Wednesday, 4 November 2009

rice genetics watch: structure in Chinese rices but not domestication genes?

  • In the Oct. 2009 issue of Theoretical and Applied Genetics, a large Chinese research group (Zhang et al.) looked Genetics structure among Chinese rice landraces, with over 3000 Chinese rice populations. They find clear population structure, not just between indica and japonica as expected, but also within each of these. Interesting they report that the structure in indica seems to relate to flowering time (early, middle or late flowering varieties), which suggests that early differentiation after indica originated may be focused on seasonality (and constraints of seasonal land and water availability). In the case of japonica (primarily temperate japonica one presumes), seasonality is pretty much always restricted to the warm wet summer, as China has dry, cool winters that are not conducive to rice. Instead structure seems to divide Chinese japonica landraces on the ground of soil and water adaptations, and whether they are best grown ion paddies or on upland rainfall. Indeed, as predicted from the archaeology the earliest ecological efforts in rice domestication in China are likely to have focused on water manipulation (see Fuller & Qin in World Archaeology), while early dispersal must have also seen diversification in rainfed and less labour intensive systems of cultivation. On the whole an interesting approach that one would like see extended beyond China.

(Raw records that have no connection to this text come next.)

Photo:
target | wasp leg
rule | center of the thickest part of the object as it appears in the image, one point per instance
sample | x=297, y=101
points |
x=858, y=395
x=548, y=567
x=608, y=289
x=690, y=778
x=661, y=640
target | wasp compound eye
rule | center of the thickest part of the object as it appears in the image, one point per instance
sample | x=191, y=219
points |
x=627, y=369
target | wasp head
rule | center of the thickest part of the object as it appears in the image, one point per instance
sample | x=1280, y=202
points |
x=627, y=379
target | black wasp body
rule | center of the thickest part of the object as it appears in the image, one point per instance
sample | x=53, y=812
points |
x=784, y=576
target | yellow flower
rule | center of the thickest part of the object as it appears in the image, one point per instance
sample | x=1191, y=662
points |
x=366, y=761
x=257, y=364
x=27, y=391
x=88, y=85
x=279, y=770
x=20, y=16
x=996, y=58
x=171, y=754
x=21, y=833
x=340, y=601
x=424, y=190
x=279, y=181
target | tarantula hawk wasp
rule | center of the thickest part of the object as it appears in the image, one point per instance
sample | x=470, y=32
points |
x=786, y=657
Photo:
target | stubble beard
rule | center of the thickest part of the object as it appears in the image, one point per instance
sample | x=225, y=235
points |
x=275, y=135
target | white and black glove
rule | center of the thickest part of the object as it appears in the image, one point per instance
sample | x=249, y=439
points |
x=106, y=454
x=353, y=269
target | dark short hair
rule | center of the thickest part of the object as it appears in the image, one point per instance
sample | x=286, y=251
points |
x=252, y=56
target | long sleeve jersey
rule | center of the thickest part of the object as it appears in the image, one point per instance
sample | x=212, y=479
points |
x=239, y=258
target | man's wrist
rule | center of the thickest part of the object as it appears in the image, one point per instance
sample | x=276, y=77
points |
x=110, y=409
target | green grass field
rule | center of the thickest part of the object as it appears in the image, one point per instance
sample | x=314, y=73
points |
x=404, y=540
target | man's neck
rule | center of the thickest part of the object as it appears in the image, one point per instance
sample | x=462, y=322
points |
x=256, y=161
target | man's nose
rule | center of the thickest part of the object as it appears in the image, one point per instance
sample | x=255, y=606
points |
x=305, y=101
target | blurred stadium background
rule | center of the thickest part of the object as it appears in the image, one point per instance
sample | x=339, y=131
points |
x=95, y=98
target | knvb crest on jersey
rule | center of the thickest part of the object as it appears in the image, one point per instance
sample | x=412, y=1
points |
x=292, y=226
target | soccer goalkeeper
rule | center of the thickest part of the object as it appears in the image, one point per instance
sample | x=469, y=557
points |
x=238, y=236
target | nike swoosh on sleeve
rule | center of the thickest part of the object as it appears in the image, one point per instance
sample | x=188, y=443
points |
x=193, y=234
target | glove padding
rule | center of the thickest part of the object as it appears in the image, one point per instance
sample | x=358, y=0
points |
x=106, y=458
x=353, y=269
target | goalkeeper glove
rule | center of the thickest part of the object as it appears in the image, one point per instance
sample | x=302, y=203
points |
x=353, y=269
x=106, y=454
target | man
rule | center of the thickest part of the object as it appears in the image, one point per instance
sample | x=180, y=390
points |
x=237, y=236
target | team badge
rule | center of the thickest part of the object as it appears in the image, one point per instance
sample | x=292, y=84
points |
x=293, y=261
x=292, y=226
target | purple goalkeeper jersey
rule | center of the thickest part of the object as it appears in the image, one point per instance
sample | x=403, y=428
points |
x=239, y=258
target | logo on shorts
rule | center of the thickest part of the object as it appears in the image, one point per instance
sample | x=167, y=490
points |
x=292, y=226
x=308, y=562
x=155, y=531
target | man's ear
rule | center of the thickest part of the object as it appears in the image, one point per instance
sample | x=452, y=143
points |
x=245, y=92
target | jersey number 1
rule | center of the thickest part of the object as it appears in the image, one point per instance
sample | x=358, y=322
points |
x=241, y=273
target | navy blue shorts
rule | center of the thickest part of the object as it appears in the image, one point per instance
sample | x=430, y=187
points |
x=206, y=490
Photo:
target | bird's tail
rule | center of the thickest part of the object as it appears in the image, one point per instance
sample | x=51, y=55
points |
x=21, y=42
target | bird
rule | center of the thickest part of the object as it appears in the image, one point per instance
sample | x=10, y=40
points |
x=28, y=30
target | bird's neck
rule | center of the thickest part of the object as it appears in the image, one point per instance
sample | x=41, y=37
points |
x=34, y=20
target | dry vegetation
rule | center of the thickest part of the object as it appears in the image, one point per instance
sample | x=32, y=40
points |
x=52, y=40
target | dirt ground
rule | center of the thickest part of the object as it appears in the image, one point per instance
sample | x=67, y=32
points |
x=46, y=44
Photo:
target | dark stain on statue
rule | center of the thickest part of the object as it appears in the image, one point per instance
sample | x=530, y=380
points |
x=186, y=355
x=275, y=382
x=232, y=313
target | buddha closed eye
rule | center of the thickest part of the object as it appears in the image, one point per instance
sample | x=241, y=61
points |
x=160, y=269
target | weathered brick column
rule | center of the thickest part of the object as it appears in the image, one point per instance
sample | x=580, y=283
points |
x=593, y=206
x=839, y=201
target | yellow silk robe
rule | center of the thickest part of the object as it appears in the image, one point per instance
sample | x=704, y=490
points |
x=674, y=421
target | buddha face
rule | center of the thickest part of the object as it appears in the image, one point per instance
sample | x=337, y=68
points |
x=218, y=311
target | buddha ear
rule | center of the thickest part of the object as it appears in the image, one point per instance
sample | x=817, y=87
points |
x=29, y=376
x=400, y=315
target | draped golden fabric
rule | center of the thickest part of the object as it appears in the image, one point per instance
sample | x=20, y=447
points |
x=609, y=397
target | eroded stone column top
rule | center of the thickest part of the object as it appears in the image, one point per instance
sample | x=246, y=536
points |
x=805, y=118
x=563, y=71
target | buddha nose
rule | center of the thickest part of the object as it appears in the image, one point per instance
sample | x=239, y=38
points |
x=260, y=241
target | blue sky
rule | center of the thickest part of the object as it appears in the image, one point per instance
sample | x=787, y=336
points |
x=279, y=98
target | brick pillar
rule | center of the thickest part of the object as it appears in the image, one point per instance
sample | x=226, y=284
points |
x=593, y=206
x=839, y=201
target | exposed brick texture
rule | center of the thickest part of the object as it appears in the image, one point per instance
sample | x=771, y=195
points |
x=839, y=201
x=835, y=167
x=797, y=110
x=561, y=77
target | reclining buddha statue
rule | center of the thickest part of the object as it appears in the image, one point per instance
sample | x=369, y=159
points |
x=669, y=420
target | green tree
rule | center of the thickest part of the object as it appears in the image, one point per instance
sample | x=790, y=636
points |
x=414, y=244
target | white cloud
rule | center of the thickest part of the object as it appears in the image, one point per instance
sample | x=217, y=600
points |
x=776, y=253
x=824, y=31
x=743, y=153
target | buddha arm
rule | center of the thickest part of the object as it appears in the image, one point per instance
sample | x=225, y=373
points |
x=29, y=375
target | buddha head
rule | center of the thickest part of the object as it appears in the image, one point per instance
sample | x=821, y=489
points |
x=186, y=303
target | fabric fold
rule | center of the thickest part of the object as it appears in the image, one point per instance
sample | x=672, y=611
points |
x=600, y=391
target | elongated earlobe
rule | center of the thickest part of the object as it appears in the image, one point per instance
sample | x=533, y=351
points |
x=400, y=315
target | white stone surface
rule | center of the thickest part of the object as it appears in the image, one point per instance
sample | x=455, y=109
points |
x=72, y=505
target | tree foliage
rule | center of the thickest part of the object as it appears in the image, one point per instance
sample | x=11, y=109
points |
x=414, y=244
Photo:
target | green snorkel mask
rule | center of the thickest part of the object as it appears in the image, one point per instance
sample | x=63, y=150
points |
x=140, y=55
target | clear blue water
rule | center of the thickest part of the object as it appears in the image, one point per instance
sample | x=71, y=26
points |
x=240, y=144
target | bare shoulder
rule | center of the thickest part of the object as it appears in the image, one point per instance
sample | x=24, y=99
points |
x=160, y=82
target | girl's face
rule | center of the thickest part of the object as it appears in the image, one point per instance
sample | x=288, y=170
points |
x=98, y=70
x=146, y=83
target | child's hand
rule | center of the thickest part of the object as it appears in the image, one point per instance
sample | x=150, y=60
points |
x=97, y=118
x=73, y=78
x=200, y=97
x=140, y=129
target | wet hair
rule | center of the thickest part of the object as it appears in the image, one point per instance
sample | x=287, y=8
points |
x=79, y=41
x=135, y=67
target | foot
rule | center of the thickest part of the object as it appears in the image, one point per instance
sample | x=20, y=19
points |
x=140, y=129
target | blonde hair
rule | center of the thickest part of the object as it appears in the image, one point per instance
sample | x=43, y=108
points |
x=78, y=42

  • Another paper also with Zhang et al. authorship (but a different Zhang), that came out at the end of the summer in New Phytologist looked in more detail at the phylogeny of sh4 and qsh1 non-shattering (domestication) genes, and provides a coallescent model of their origin in terms of fixation time. Their estimate this trait should have been fixed in ~100 years seems a throwback to the kind results that models produced a decade ago, now at odds with the archaeobotanical evidence on domestication rates. The authors are at odds to explain this by positing thhat the now universal(?) sh4 domestication gene evolved after initial domestication and then diffused throughout rice (and replaced some earlier domestication genes). Not a particular elegant, nor historically/archaeologically compelling model. I am forced to assume that something is amiss in the math or the assumptions of the model. Can an apparent rapid bottleneck be artefact of another process in the way the apparent monophyly can (as per Allaby et al 2008). I also note that the phylogeny that relate domesticated sh4 to wild populations the same or a close gene, on the surface suggests an origin of sh4 from a Lao rufipogon or an Indian nivara-- but surely these wild taxa, and the indica and japonica types deriving from them should not group together in a population phylogeny when they have different chloroplast genomes (with a common ancestor in excess of 70,000 years ago!). Of course a Neighbourjoining tree, however much bolster by bootstraps and Montecarlo methods is still just a cluster analysis that is not a particularly logical or robust way to look for phylogenetic relationships within a species that hybridizes. Thus the method employed here denies the reticulate evolution which is so clearly a part of evolutionary story of rice, as so elegantly argued in earlier papers by Sang & Ge or more robustly in the recent papers of Kovach et al or McNally et al. I am therefore provisionally not at all sure what this sh4 data is actually telling us.


Jeff Ross-Ibarra said...

My interpretation is that the data from the New Phytologist paper are pretty straightforward: monophyly of sh4 suggests a common origin of the domesticated allele, presumably via gene flow between species (under one of the two models proposed in Sang and Ge, for example), and the popgen analysis points to a rapid fixation of that allele. One important thing to note, however, is that the popgen analysis does not rule out weak selection and long fixation times. If you look at figure 2, for example, much of the probability density occurs in regions of the parameter space with fixation times >1000 years. While the best point estimate still points to strong selection and fast fixation, it cannot exclude many scenarios of slow fixation under weaker selection.

I am also not convinced that a fast fixation of sh4 necessarily conflicts with the archaeological record. This could be the case if other alleles or genes contributed to observed change in shattering in archaeological samples, and sh4 -- which happened to provide a better shattering phenotype -- arose later and spread quickly.